Sabe que una frase engendra otra frase y que ésta,
a su vez, se
encuentra en proceso de engendrar una tercera. Nunca
antes el verbo
“actualizar” había sido tan elocuente y preciso como
en nuestra
época. Acostumbrado a proyectar parte de su obra en
la red, el
ensayista actual pertenece a esa estirpe flaubertiana que
busca la
perfección sin poder conquistarla. Aunque en internet
haya todo,
ese todo es cambiante, porque internet es el territorio
de la
posibilidad, el imperio del poder ser.
Al
publicar en la web, el ensayista se inscribe en una suerte
de
antología universal que crece desmesuradamente.

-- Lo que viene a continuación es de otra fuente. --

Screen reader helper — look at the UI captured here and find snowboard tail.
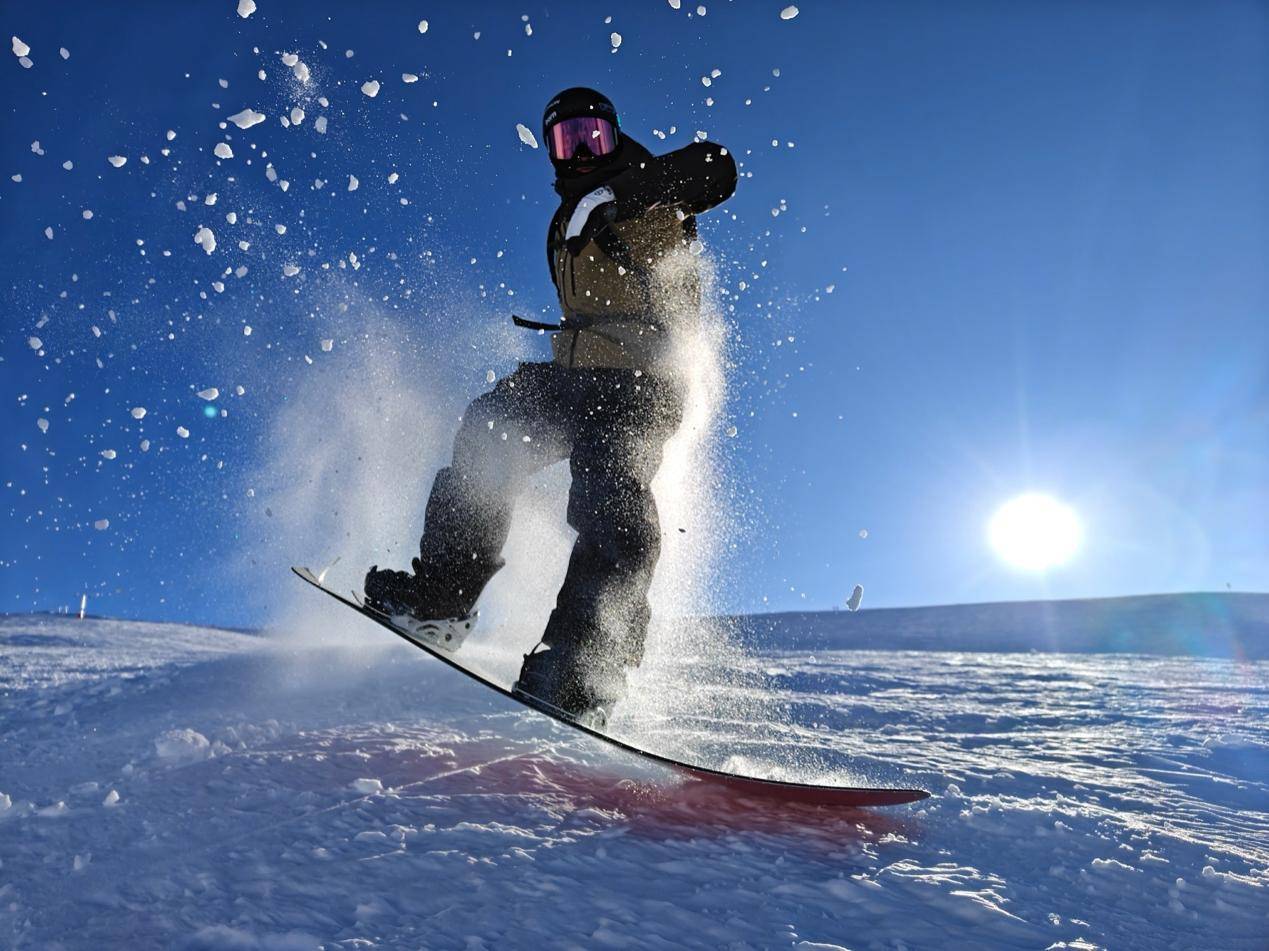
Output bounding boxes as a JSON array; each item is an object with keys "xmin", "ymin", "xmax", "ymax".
[{"xmin": 291, "ymin": 565, "xmax": 930, "ymax": 807}]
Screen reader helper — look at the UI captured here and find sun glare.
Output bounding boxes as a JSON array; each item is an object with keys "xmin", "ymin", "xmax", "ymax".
[{"xmin": 988, "ymin": 493, "xmax": 1083, "ymax": 571}]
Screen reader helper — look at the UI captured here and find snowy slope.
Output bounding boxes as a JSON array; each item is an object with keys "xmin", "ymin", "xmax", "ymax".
[{"xmin": 0, "ymin": 611, "xmax": 1266, "ymax": 950}]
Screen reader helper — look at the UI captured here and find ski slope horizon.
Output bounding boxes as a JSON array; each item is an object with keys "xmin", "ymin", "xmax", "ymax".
[{"xmin": 20, "ymin": 588, "xmax": 1269, "ymax": 660}]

Antología en
la
que, sin embargo, no siempre existen los parámetros de calidad que a
grandes rasgos siguen sosteniendo el prestigio de la
industria
editorial. Es común hallar, sobre todo en blogs y páginas
personales, textos de frágil hechura que jamás han sido examinados
o sometidos a una revisión escrupulosa. Se trata, más que
de
textos, de conjuntos de palabras que poco o nada aportan a la
literatura contemporánea y que, en el mejor de los casos, sirven
como distracciones en un mundo plagado de entretenimientos.
Si, por
una parte, nadie puede negar que el internet es un medio
de
comunicación horizontal que fomenta la democratización de la
cultura, por otra, resulta evidente que dicha democratización tiene
también un lugar reservado para la estrechez de miras y la
indigencia intelectual. Subyugados por la misma plataforma, autores
de
prestigio coexisten con poetas de buró en una realidad paralela,
virtual, en la que las diferencias se diluyen debido a la inmediatez
con
la que los escritos de unos y otros “le llegan” al lector.
Contrario
a lo que todavía ocurría hace algunas décadas, hoy los
procesos
de ejercitación y aprendizaje son exhibidos sin recato,
justamente
porque no son reconocidos como tales. Antes los
escritores desechaban sus primeros textos con pudor y un amplio
sentido de
la vergüenza porque buscaban evitar a toda costa que su
precario
manejo del idioma, sus pifias e ingenuidades se hicieran
patentes,
llegaran al público. Hoy todo el que escribe es Kafka y
Max Brod al
mismo tiempo. Basta con garabatear un par de frases y
subirlas a la
red para llamarse a sí mismo “escritor”.
Internet, pues, propicia el
vértigo de la corrección infinita que
modifica y mejora el texto, pero
también funciona como una inmensa
papelera en la que se almacenan y exponen documentos de escaso valor
que muestran lo que
no se debe hacer cuando aún no se está
preparado para redactar
con un poco de respeto por la sintaxis. La
flexibilidad de la web nos
acerca, por igual, a lo brillante y a lo
mediocre, a lo meritorio y a lo
intrascendente, a lo excelente y a
lo insignificante. Por eso, más allá
de sus cualidades
publicitarias o divulgativas, es muy importante
considerarla un
soporte más, tan útil o inútil como se quiera. El
ensayista debe
olvidarse de la celeridad inherente a la publicación
electrónica y
concentrarse en el ensayo mismo en tanto escritura
compleja y
multidimensional. Sólo así podrá seguir aprovechando
todo lo que
la red puede ofrecerle, pues también en la época de su
reproductibilidad web el ensayo es el territorio de la
autoexploración, el imperio del yo.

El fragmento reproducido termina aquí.